Vaibhav Arora, RKS Babu, Sujaya Maiyya, Divyakant Agrawal, Amr El Abbadi, Xun Xue, Yanan Zhi and Jianfeng Zhu "Dynamic Timestamp Allocation for Reducing Transaction Aborts" IEEE Cloud 2018 [pdf].


  • Received IBM PhD Fellowship 2020 award.
  • Received Google PhD Fellowship 2020 award (declined).
  • Received Outstanding Graduate Student 2018-19 award in the CS department at UCSB.
  • Received travel awards to attend CRA-W grad cohort 2019 and GHC - 2017.
  • Elected as a Graduate Student Representative for 3 consecutive years at UCSB.
  • Recipient of VLDB Travel Grant in 2018.
  • Secured Spot Bonus incentive for leadership qualities and timely delivery of a critical product in Citrix.
  • Four times a recipient of SAP Labs Scholarship for securing the highest CGPA in the department at PESIT.
  • Received Summer Research Fellowship from Ministry of Human Resource Development, India.

  • Ongoing Research

    Building a fault-tolerant ORAM system

    Oblivious RAM or ORAM is a well known technique that preserves data access privacy by hiding access patterns. While there exists many variants of ORAM solutions, most are not fault-tolerant and will loose the application data in the presence of crash failures. This project proposes a fault-tolerant ORAM system using replication, which allows the system to tolerate bounded number of crash failures, while preserving privacy

    Privacy Preserving Transactions

    The project proposes a solution to execute transactions privately on data hosted on untrusted third party cloud providers. The access frequencies of data items are hidden from the adversary to mitigate any inference attacks based on access patterns.

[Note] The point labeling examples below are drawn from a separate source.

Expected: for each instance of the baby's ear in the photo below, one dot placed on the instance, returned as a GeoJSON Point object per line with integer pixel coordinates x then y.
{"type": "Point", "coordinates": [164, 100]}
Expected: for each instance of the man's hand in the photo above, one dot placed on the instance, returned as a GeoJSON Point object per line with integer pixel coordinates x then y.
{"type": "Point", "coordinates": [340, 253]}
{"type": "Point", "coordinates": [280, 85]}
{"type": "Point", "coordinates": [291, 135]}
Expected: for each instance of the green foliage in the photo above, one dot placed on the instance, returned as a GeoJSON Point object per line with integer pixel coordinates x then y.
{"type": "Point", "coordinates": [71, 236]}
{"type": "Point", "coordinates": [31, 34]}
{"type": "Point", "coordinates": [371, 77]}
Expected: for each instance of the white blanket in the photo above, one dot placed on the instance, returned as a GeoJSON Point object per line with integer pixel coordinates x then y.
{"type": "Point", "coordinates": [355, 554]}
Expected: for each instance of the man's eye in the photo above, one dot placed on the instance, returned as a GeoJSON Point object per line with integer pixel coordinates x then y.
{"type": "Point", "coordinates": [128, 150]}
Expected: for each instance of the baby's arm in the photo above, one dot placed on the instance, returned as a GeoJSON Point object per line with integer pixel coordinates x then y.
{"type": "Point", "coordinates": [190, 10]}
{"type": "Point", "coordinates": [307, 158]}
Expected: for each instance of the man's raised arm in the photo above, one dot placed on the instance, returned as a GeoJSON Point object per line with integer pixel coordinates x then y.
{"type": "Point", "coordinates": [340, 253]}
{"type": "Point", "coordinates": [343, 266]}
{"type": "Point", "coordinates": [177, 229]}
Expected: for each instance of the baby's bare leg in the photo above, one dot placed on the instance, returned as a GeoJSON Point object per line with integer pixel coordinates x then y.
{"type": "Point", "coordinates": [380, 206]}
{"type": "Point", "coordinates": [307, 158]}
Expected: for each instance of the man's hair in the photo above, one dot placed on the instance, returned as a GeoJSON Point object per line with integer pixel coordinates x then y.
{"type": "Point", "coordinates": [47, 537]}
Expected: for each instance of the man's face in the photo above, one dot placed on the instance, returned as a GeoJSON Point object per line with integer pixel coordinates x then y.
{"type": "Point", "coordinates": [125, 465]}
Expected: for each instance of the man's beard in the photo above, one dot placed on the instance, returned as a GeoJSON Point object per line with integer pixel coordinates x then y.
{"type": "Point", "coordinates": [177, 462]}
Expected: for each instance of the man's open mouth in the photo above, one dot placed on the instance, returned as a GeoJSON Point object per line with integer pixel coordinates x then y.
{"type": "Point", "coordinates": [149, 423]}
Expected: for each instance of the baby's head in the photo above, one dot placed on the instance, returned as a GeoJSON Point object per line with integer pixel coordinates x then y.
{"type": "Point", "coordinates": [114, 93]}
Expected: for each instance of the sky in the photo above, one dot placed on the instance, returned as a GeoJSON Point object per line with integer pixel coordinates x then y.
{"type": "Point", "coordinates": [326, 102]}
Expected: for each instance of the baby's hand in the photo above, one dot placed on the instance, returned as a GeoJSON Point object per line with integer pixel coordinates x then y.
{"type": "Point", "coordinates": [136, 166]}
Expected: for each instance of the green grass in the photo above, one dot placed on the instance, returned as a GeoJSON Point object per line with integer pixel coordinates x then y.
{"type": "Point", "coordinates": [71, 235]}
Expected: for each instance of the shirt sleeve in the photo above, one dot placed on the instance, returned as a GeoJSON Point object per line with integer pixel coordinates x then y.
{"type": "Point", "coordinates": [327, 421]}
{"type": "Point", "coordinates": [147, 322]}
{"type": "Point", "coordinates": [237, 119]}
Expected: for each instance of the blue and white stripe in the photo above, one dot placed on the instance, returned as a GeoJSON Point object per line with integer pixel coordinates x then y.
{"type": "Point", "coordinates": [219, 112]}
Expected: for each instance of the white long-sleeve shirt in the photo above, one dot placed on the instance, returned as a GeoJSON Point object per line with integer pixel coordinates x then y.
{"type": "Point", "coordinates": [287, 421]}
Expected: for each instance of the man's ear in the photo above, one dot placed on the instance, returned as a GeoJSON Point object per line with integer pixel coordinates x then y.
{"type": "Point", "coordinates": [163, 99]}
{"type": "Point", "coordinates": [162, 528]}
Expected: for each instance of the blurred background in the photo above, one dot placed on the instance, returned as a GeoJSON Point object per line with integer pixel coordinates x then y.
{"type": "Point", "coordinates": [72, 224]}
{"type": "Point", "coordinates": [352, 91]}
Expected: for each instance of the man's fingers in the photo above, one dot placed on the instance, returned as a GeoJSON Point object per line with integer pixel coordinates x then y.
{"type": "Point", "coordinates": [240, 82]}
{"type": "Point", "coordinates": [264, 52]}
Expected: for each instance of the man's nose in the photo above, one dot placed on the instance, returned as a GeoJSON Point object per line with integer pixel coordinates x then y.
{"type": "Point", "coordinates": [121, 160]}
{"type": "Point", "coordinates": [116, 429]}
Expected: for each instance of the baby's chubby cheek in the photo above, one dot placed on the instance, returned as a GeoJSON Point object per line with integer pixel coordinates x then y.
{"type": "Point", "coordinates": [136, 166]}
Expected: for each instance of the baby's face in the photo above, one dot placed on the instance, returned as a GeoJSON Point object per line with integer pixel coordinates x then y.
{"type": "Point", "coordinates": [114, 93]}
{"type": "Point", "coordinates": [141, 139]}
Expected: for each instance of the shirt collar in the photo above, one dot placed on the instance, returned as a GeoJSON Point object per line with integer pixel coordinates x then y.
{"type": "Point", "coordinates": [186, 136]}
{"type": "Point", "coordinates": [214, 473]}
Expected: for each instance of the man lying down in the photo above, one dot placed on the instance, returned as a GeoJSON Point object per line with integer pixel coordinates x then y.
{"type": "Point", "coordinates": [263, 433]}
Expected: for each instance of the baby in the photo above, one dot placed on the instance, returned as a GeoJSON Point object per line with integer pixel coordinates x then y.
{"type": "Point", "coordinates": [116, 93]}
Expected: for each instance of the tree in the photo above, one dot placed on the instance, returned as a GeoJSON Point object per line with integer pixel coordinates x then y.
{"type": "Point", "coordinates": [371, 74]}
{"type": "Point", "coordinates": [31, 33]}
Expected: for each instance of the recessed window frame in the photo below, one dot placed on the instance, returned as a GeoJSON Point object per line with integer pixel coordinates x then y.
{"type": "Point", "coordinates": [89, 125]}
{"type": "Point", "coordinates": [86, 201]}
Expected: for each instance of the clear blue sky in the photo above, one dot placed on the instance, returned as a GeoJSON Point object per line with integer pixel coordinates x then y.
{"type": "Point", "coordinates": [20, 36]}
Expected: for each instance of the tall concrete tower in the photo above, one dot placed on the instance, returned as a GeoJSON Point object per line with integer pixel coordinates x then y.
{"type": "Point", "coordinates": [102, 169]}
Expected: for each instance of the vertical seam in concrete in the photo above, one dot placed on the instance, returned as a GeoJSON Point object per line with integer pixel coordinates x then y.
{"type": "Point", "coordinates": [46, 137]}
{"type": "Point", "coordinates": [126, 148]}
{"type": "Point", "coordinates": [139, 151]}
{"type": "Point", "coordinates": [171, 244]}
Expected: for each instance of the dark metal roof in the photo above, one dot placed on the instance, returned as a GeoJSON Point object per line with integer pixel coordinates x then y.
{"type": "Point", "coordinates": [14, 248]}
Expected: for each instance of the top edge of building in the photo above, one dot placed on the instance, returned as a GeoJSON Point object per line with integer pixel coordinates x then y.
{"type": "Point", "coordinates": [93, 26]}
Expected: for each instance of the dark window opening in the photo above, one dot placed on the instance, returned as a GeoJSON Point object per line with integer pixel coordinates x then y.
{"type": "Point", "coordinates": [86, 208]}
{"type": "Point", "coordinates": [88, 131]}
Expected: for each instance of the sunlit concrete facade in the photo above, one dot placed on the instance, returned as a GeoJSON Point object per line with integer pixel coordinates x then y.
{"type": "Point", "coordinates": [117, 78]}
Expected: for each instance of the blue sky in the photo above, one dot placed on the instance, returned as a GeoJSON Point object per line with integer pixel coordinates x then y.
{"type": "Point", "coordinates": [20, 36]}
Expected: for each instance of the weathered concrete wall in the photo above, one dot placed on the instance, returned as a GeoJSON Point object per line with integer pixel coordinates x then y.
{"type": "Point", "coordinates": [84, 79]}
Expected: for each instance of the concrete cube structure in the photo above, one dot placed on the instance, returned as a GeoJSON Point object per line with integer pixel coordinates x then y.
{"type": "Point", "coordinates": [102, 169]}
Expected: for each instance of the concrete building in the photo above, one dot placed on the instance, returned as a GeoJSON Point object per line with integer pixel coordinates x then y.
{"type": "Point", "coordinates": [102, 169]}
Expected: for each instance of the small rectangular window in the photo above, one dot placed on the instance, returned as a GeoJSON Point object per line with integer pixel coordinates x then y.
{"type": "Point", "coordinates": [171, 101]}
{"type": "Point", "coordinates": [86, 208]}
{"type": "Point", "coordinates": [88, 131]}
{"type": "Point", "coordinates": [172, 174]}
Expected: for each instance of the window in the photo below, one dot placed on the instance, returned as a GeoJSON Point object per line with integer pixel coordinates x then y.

    Distributed transactions in a serverless setting

    IBM KAR is a runtime that significantly simplifies developing stateful, microservices-based applications. KAR employs an actor based model where individual actors manage their own state. This projects provides distributed transactional semantics within KAR. Transactions can be concurrent and span multiple actors, who may fail at any point in time; the transactional framework guarantees ACID properties in spite of failures.

    Teaching Experience

    I have served as a Teaching Assistant in the Computer Science department at UCSB for two years. The courses I have taught are:
  • CS130A: Data Structures and Algorithms using C++ - Fall 2018, Winter 2018
  • CS171: Distributed Systems - Spring 2018
  • CS32: Object Oriented Design - Fall 2017
  • CS16: Problem Solving using C++ - Spring 2017
  • CS56: Advanced Application Programming - Winter 2017

  • Industrial Experience

    PhD Research Intern - Hybrid Cloud - IBM Research (June 2021 - September 2021)

    As part of the IBM PhD Fellowship program, I interned at the Hybrid Cloud division on IBM Research, working on KAR runtime, a system similar in concept to aserverless platform. In this project, I added distributed transactional semantics within KAR to guarantee ACID properties. I implemented TPC-C benchmarkingto evaluate the proposed transactional framework and to highlight the expansiveness of KAR.

    PhD Software Engineer Intern - Cloud Infra - Google (June 2018 - September 2018)

    I worked in Quotaserver – a distributed bin counting - team. During my internship, I identified the performance bottleneck of Quotaserver which was due to the backend database, Spanner. I optimized the performance of Quotaserver by sharding a single key in Spanner across different cells. The optimization resulted in 2.3x performance gain and 51% reduction in latency of the system.

    Software Engineer Intern - Ads - Google (June 2017 - September 2017)

    I worked in Google Ads group to introduce a new type of scheduler for Ads report generation that produced timely reports for customers across the globe. The project went in production and impacted many ad publishers, redefining the existing client SLAs.

    Software Developer - NetScaler - Citrix R&D (Feb 2014 - July 2016)

    I worked with Cloud Orchestration team of NetScaler in developing various features for NetScaler Control Center (NCC). I successfully drove the project of adding a new feature in NCC which enabled major CloudStack tenants to use load-balancing features of NetScaler. I have also committed fixes into OpenSource Apache CloudStack. I took ownership of extending admin partition feature of NetScaler to various cloud users, thus eliminating hardware constraints required for loadbalancing.